Ok so you take freshly harvested bud and soak them for about a week changing out the water every day. Then you dry them as you cure as normal or just let them dry and smoke'm?


----------



## Cook_ (Oct 31, 2007)

You gotta let it dry first


----------



## screwdriver (Nov 1, 2007)

I just put freshly harvested bud in some water yesterday. You can also do dried bud. In 5-7 days I'll take them out of the water put them on a screen to dry. I place them near to output of a computer fan. No smell or taste with a joint but, I didn't like it with a pipe. Try and try again. Keep us posted on the cure.


----------



## DankCloset (Nov 1, 2007)

heh i really do wonder if there is a differance between fresh and dried buds, would make for a good comparison


----------



## Barrelhse (Nov 26, 2007)

I tried the water cure a few mos. ago. Used a fresh WW bud, 2" and fat.

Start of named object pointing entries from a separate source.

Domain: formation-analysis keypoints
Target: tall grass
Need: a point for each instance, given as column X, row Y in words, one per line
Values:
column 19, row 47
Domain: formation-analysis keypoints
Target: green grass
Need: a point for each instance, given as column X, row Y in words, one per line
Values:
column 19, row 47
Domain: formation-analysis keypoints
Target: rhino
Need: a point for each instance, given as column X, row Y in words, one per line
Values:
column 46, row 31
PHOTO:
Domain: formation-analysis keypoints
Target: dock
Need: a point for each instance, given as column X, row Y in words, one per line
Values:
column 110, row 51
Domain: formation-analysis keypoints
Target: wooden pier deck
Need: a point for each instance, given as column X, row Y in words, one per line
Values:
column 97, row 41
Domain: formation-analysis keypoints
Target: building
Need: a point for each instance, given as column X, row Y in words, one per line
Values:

Went 7 days, changed water daily, kept bud submerged. The water didn't discolor much or smell, although it should. Dried for 3 days, tasted terrible- unless you like horehound w/out sugar. 
 I don't expect to try it again. Most of the strains I have I bought for flavor as well as THC content. The WW didn't pack much flavor, anyway, but I'd hate to ruin a nice Blueberry or Hashplant doing this method. 
 Moreover, the method takes 7 days plus the dry time. The same 10 days spent air-drying should give you smokable bud, when dried off the stem (nugs, etc).
 That's my personal experience, although many people rave about water cure- that's why I tried it in the first place!


----------